For years, critics of the NJ Highway
Patrol have claimed that while blacks
make up just 16 percent of all drivers on
the NJ Turnpike, they are 23 percent of all
motorists stopped. However, the study
showed that blacks make up 26 percent
of all speeders on the New Jersey
Turnpike. For example, in 55-mph zones,
13.1 percent of all blacks sped, compared
to 13.5 percent of all whites. However, in
65-mph zones, 2.7 percent of all blacks,
as opposed to 1.4 percent of all whites
sped. These are the parts of the Turnpike
where there have been most complaints
of racial profiling.
Since the completion of the study, the
NAACP, the Justice Department, and the
New Jersey Attorney General’s Office
have united to stifle its release and have
publicly questioned its validity.
In the study, high-speed cameras were
placed in various spots along the
Turnpike, taking photographs of motorists
who exceeded the speed limit by more
than 15 miles per hour.
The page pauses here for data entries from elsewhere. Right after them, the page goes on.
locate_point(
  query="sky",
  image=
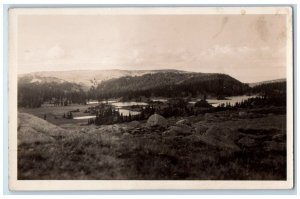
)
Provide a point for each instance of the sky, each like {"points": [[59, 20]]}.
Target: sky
{"points": [[250, 48]]}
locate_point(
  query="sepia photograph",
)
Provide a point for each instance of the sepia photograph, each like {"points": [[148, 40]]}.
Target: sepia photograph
{"points": [[150, 98]]}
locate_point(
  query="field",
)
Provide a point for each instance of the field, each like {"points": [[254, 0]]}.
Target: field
{"points": [[227, 145]]}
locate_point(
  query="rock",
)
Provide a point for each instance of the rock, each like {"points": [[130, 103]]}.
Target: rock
{"points": [[279, 138], [184, 122], [210, 117], [274, 146], [220, 137], [134, 124], [200, 129], [202, 104], [242, 114], [157, 120], [126, 135], [247, 142]]}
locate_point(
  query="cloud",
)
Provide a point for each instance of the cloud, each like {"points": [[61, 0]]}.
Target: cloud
{"points": [[55, 52]]}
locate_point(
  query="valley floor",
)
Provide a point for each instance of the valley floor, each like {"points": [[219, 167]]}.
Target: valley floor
{"points": [[228, 145]]}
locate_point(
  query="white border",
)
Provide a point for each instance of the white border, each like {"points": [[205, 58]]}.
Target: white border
{"points": [[27, 185]]}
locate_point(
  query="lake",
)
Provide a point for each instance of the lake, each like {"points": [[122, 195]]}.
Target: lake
{"points": [[85, 117], [124, 104], [231, 100]]}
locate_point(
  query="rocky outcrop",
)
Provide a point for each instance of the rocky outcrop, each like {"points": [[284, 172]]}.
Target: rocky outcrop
{"points": [[221, 137], [156, 120], [178, 130]]}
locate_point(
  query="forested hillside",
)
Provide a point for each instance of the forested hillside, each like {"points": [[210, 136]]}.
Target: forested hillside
{"points": [[171, 84]]}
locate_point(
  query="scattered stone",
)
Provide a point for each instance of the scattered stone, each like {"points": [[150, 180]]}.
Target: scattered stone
{"points": [[157, 120], [279, 138], [220, 137], [134, 124], [242, 114], [183, 122], [274, 146], [209, 117], [126, 135], [247, 142], [200, 129]]}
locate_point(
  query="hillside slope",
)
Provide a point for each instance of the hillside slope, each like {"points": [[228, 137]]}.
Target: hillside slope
{"points": [[170, 84]]}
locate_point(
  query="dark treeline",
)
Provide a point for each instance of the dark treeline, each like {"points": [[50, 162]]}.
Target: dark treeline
{"points": [[168, 84], [33, 95], [171, 85]]}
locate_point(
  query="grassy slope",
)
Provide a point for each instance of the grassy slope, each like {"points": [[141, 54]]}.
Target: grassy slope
{"points": [[134, 151]]}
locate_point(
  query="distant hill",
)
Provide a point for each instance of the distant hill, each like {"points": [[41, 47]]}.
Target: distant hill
{"points": [[171, 84], [86, 78], [267, 82]]}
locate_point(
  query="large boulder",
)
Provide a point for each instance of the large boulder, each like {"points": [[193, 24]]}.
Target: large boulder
{"points": [[210, 117], [183, 122], [157, 120], [247, 142], [200, 128], [178, 130], [220, 137]]}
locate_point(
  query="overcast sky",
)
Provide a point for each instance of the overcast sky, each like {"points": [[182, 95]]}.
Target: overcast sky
{"points": [[250, 48]]}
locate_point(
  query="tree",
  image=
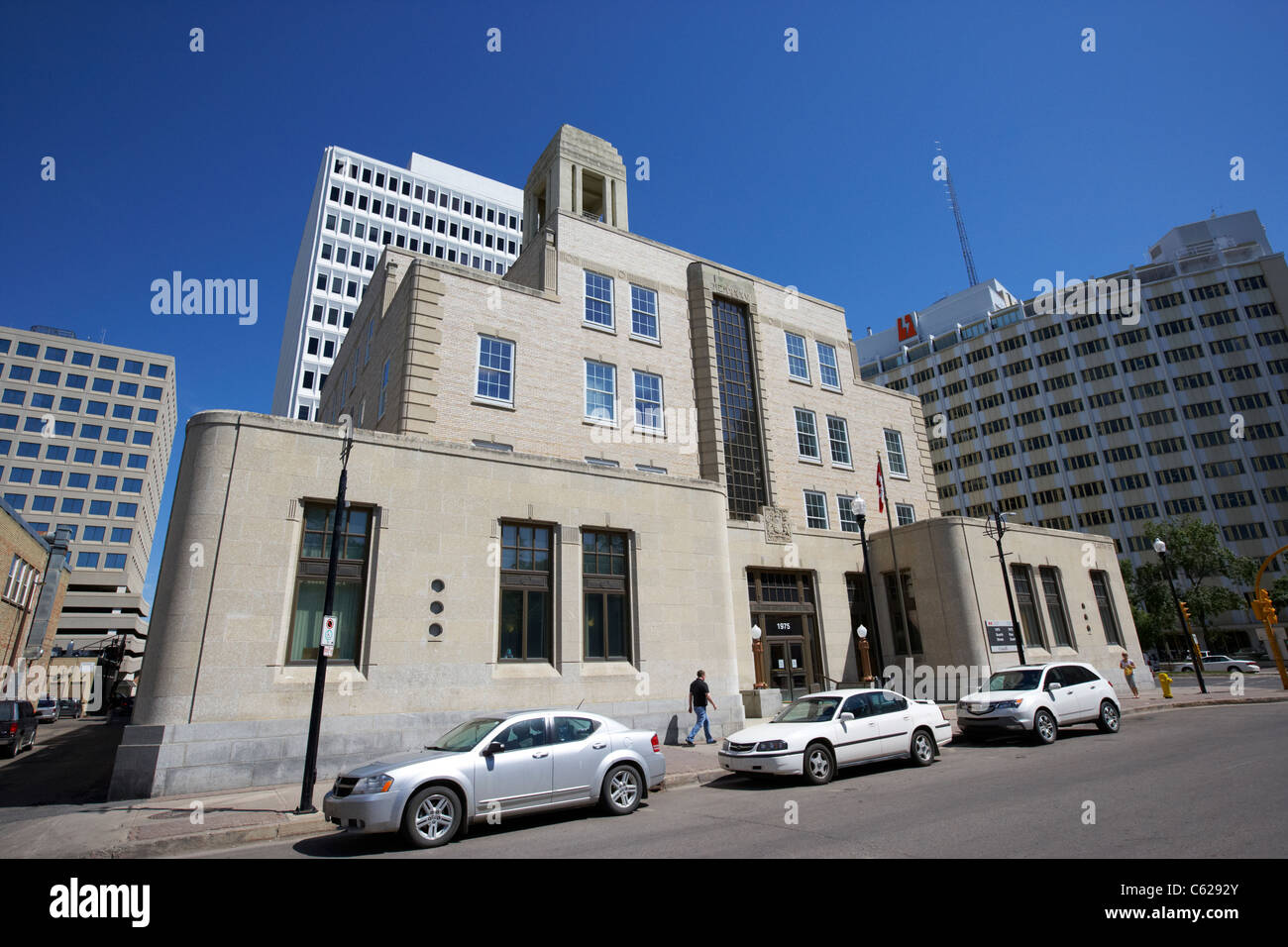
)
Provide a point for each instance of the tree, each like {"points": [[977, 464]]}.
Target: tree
{"points": [[1202, 569]]}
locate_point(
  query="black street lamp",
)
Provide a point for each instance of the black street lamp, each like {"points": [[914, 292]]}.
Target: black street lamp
{"points": [[310, 754], [859, 509], [1160, 548], [1000, 530]]}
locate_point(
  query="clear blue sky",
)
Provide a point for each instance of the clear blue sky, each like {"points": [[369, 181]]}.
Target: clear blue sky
{"points": [[809, 169]]}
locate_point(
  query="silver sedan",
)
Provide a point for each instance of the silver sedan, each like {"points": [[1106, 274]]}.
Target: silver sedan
{"points": [[494, 767]]}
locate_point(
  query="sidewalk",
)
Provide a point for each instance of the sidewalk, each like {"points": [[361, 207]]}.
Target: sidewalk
{"points": [[168, 826]]}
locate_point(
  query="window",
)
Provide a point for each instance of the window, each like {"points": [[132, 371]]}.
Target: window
{"points": [[1055, 605], [599, 299], [827, 368], [648, 402], [894, 454], [1108, 618], [643, 312], [384, 384], [912, 638], [600, 392], [1021, 578], [815, 510], [310, 577], [838, 434], [526, 592], [604, 582], [806, 434], [798, 364]]}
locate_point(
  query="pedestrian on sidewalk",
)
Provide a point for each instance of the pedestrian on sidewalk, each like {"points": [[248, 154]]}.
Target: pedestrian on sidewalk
{"points": [[1129, 673], [699, 696]]}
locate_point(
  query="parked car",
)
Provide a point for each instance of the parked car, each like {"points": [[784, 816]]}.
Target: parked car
{"points": [[500, 766], [1220, 663], [816, 735], [1038, 699], [47, 710], [18, 725]]}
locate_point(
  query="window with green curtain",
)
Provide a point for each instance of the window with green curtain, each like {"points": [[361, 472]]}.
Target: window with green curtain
{"points": [[349, 586]]}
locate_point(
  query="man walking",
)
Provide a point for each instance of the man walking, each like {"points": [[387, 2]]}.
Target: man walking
{"points": [[699, 696], [1129, 673]]}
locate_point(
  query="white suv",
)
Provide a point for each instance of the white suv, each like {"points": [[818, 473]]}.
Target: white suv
{"points": [[1039, 698]]}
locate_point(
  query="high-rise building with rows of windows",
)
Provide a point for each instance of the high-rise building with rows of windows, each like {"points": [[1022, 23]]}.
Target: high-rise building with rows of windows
{"points": [[360, 206], [85, 437], [1103, 414]]}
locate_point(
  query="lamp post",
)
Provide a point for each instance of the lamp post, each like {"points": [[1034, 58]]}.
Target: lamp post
{"points": [[859, 508], [1000, 527], [862, 631], [310, 754], [1160, 548]]}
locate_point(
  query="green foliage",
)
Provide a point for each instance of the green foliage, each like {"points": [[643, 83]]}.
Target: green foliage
{"points": [[1203, 571]]}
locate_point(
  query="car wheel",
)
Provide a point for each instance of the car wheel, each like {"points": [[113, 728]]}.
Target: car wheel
{"points": [[433, 817], [621, 792], [1108, 722], [922, 749], [1043, 727], [819, 764]]}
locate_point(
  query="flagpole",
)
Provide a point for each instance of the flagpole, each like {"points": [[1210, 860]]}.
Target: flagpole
{"points": [[898, 575]]}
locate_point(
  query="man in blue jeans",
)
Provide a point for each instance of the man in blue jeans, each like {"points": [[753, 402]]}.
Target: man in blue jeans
{"points": [[699, 696]]}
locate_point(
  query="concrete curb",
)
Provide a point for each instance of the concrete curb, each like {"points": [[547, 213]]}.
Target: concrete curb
{"points": [[300, 826]]}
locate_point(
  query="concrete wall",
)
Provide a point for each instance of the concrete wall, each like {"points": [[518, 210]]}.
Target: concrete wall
{"points": [[219, 705]]}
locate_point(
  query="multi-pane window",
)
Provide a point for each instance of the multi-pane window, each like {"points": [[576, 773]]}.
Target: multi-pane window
{"points": [[526, 592], [1055, 605], [599, 299], [798, 363], [1106, 603], [648, 401], [310, 577], [827, 368], [815, 509], [494, 369], [806, 434], [845, 515], [739, 416], [643, 312], [838, 434], [605, 587], [894, 453], [600, 392], [905, 642], [1021, 578]]}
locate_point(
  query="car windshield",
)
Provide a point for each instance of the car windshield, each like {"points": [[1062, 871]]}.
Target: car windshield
{"points": [[1016, 681], [809, 710], [467, 736]]}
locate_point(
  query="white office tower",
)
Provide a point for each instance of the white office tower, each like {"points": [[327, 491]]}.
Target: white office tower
{"points": [[360, 205]]}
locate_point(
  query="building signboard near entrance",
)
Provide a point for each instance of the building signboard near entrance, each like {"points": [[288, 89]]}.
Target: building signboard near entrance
{"points": [[1001, 637]]}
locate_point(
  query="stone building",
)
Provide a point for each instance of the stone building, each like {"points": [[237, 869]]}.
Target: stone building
{"points": [[576, 483]]}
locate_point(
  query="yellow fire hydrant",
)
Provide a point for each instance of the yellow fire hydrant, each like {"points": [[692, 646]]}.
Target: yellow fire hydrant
{"points": [[1164, 681]]}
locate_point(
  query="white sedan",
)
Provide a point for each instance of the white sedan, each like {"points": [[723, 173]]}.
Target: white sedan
{"points": [[816, 735]]}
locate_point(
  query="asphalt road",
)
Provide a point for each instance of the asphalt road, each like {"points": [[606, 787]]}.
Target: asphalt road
{"points": [[1201, 784]]}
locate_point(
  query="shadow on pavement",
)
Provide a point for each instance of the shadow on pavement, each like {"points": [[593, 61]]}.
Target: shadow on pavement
{"points": [[71, 763]]}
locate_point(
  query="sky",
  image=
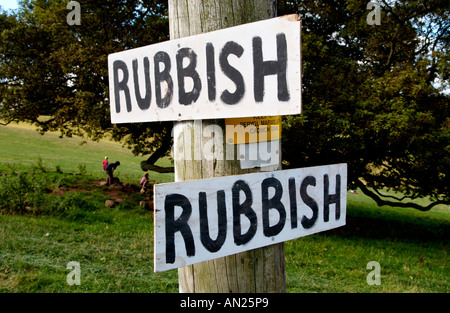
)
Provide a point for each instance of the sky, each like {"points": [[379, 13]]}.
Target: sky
{"points": [[9, 4]]}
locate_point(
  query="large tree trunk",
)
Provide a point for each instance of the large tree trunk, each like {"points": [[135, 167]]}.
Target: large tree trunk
{"points": [[259, 270]]}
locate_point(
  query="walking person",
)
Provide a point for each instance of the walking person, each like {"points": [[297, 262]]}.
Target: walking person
{"points": [[109, 169]]}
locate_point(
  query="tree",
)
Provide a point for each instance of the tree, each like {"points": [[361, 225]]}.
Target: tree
{"points": [[55, 75], [374, 97]]}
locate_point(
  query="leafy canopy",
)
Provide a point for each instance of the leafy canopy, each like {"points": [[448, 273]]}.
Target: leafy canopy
{"points": [[374, 96]]}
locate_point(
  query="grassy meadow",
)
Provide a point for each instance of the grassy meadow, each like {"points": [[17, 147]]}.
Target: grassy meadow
{"points": [[65, 220]]}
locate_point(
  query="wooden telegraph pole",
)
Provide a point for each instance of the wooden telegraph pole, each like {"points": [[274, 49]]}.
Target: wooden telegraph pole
{"points": [[259, 270]]}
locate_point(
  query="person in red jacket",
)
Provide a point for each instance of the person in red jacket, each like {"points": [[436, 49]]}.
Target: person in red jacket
{"points": [[110, 170], [105, 163]]}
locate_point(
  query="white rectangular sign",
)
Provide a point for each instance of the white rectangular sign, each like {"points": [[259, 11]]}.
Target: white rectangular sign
{"points": [[206, 219], [235, 72]]}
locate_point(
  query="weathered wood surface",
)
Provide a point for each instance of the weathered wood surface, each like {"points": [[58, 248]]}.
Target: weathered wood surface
{"points": [[251, 271]]}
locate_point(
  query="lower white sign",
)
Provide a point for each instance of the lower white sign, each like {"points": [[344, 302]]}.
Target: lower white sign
{"points": [[206, 219]]}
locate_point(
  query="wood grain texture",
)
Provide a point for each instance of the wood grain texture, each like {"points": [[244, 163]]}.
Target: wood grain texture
{"points": [[242, 272]]}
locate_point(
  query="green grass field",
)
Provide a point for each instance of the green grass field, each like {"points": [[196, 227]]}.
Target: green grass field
{"points": [[114, 246]]}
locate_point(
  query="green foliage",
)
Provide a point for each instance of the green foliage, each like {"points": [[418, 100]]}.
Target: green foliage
{"points": [[373, 96], [23, 192], [50, 68]]}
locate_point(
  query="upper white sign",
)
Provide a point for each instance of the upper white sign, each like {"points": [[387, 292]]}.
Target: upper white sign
{"points": [[247, 70]]}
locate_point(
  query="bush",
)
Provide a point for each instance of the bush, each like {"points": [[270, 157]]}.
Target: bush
{"points": [[22, 192]]}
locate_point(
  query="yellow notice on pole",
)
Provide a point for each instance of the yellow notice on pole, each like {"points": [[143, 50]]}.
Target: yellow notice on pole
{"points": [[252, 129]]}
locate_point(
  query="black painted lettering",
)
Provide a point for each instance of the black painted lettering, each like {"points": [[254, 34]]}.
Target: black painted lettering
{"points": [[273, 203], [186, 98], [208, 243], [161, 76], [331, 198], [263, 68], [178, 225], [244, 208], [121, 85], [227, 97], [293, 202], [309, 222], [143, 103], [211, 71]]}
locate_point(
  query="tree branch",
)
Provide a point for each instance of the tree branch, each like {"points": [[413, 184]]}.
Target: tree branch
{"points": [[382, 202]]}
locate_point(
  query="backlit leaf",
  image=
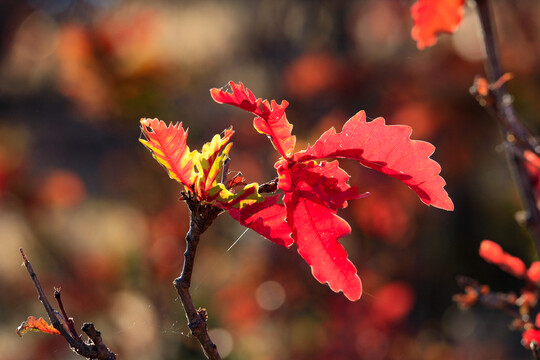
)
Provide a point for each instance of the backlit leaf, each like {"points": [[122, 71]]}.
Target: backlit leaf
{"points": [[270, 117], [39, 325], [432, 17], [388, 149], [169, 148], [220, 196], [267, 219], [210, 164]]}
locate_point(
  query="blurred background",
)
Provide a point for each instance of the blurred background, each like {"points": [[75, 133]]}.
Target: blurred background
{"points": [[98, 217]]}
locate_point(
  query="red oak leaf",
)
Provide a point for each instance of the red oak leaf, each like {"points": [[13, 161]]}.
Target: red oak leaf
{"points": [[267, 219], [39, 325], [388, 149], [313, 193], [529, 336], [270, 120], [432, 17], [211, 160], [168, 146]]}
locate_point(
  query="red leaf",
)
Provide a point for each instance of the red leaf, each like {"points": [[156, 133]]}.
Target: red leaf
{"points": [[493, 253], [432, 17], [267, 219], [324, 182], [270, 120], [388, 149], [316, 229], [315, 226], [39, 325], [529, 336], [168, 146]]}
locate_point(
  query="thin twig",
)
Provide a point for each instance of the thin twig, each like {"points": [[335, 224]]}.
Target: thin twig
{"points": [[91, 351], [70, 323], [513, 131], [201, 217]]}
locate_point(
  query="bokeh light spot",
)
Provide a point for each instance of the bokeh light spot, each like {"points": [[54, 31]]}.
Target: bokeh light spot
{"points": [[270, 295]]}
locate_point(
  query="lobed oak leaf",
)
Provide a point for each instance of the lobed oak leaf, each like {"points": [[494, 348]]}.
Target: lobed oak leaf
{"points": [[387, 149], [220, 196], [270, 116], [325, 182], [39, 325], [313, 193], [169, 148], [211, 160], [432, 17], [315, 230], [267, 218]]}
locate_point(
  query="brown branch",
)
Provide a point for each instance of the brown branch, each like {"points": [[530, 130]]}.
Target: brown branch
{"points": [[514, 133], [201, 217], [70, 323], [95, 350]]}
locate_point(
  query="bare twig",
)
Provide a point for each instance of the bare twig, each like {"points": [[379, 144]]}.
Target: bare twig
{"points": [[201, 217], [514, 133], [95, 350]]}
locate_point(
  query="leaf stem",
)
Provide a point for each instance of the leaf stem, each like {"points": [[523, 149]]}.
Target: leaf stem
{"points": [[201, 218], [514, 133]]}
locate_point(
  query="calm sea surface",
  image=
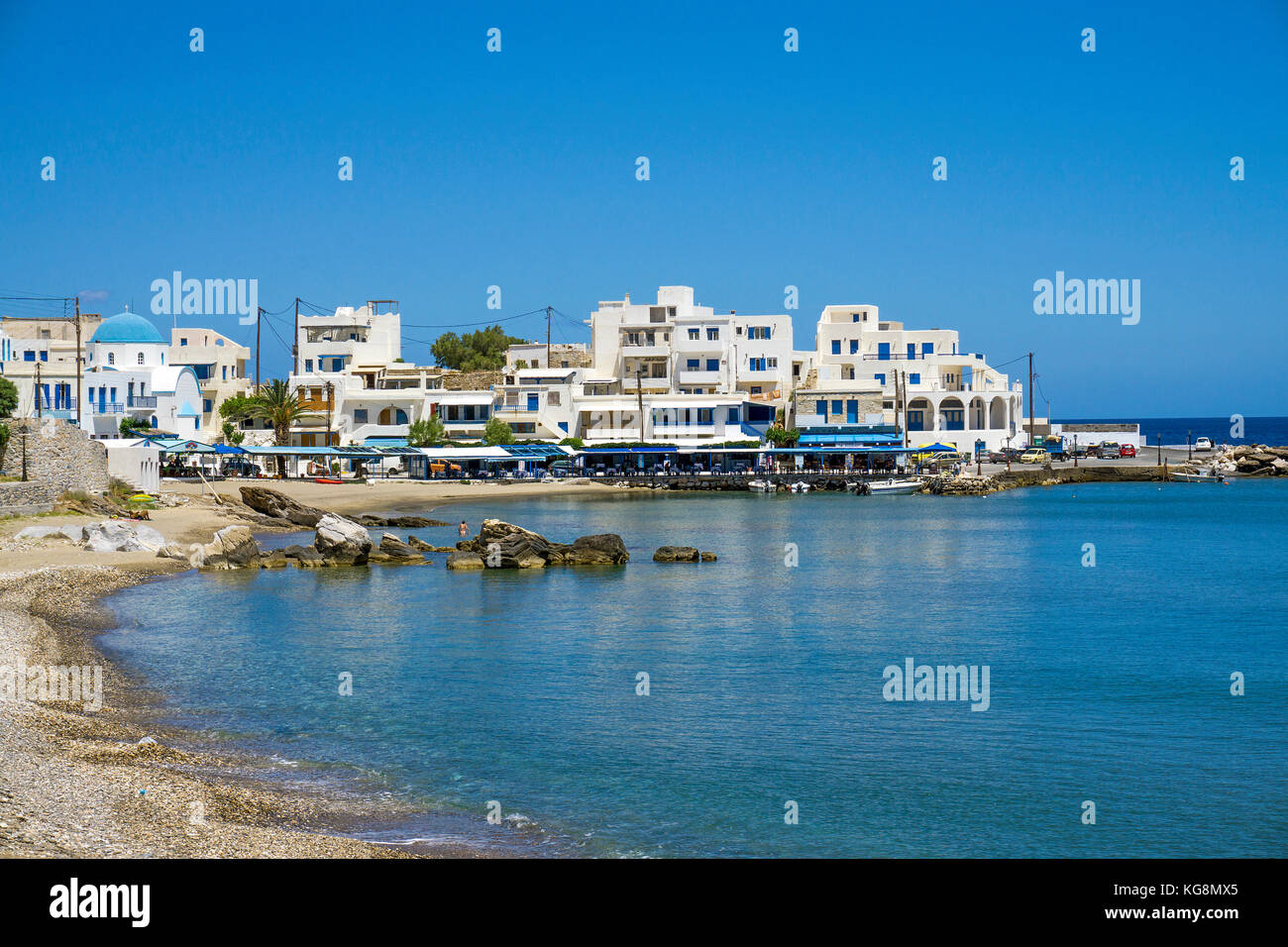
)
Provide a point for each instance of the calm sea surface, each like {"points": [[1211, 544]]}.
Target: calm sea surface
{"points": [[1108, 684]]}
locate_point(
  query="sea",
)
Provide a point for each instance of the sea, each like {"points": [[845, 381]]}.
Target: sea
{"points": [[1122, 648], [1220, 431]]}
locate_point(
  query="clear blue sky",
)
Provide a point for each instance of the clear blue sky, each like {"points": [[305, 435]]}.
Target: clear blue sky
{"points": [[768, 169]]}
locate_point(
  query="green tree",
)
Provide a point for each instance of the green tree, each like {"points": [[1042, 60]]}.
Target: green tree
{"points": [[134, 427], [426, 432], [480, 351], [8, 397], [231, 434], [497, 432], [282, 408]]}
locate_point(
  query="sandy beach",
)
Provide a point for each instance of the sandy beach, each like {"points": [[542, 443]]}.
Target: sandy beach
{"points": [[80, 783]]}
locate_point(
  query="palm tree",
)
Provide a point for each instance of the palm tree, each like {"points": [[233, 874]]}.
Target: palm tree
{"points": [[281, 407]]}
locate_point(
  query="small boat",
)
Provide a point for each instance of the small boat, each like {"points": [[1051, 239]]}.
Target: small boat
{"points": [[893, 487]]}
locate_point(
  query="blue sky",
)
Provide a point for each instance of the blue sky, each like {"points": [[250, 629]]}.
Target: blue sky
{"points": [[768, 169]]}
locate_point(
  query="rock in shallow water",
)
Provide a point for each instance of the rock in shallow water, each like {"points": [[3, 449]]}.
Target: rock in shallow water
{"points": [[342, 541]]}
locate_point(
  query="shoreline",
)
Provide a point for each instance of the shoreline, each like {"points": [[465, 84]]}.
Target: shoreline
{"points": [[71, 780]]}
The photographs
were then given to teams of three people
who would identify the race of each
motorist. One of the complaints by the
NAACP is that in a third of the instances,
the observers could not tell the race of
the subjects due to window glare.
However, window glare does not
discriminate according to race, gender,
ethnicity, creed, or sexual orientation.
Another complaint against the study is
that it implies that blacks are more likely
to speed. Opponents claim that this
finding is false, since there is no genetic
proclivity towards speeding in African-
Americans. What a bizarre argument. No
one ever claimed that blacks are
genetically programmed to commit more
traffic violations. It may be a cultural
phenomenon, a hormonal phenomenon,
or even just a random truth without
significant reasons behind it. Regardless
of the reasons, the facts are clear: blacks
on the New Jersey Turnpike are statistically
more likely to speed than whites.
Finally, a possible flaw in the study is
that it undercounted the actual number of
Hispanic motorists on the turnpike (4.8
percent was recorded, yet in actuality, the
number is around 14.2 percent). Researchers
say that this is probably because
the observers classified Hispanics
as being white in most instances.
It is true that this study has some
weaknesses. However, the previous
method of finding out whether profiling
was occurring was entirely unscientific.
Before this study, activists claimed that
there was racial profiling in any instance
when the police were more likely to stop a
minority than a white person—
neglecting to take into account whether
minorities were more likely to commit
traffic violations or not.
The only study which took that into
account was co-sponsored by
researchers at Temple and Carnegie-
Mellon Universities in 1994, in which
professors had students go on the
turnpike and look through binoculars to
divine the race of motorists. This study
showed that blacks were less likely to
speed than whites. Despite being riddled
with obvious methodological flaws it was
accepted without questioning by the racial
profiling activist community. In the
Temple-CMU study, the college students
decided the race of the subject and knew
whether the subject had sped or not,
introducing observer bias into the study.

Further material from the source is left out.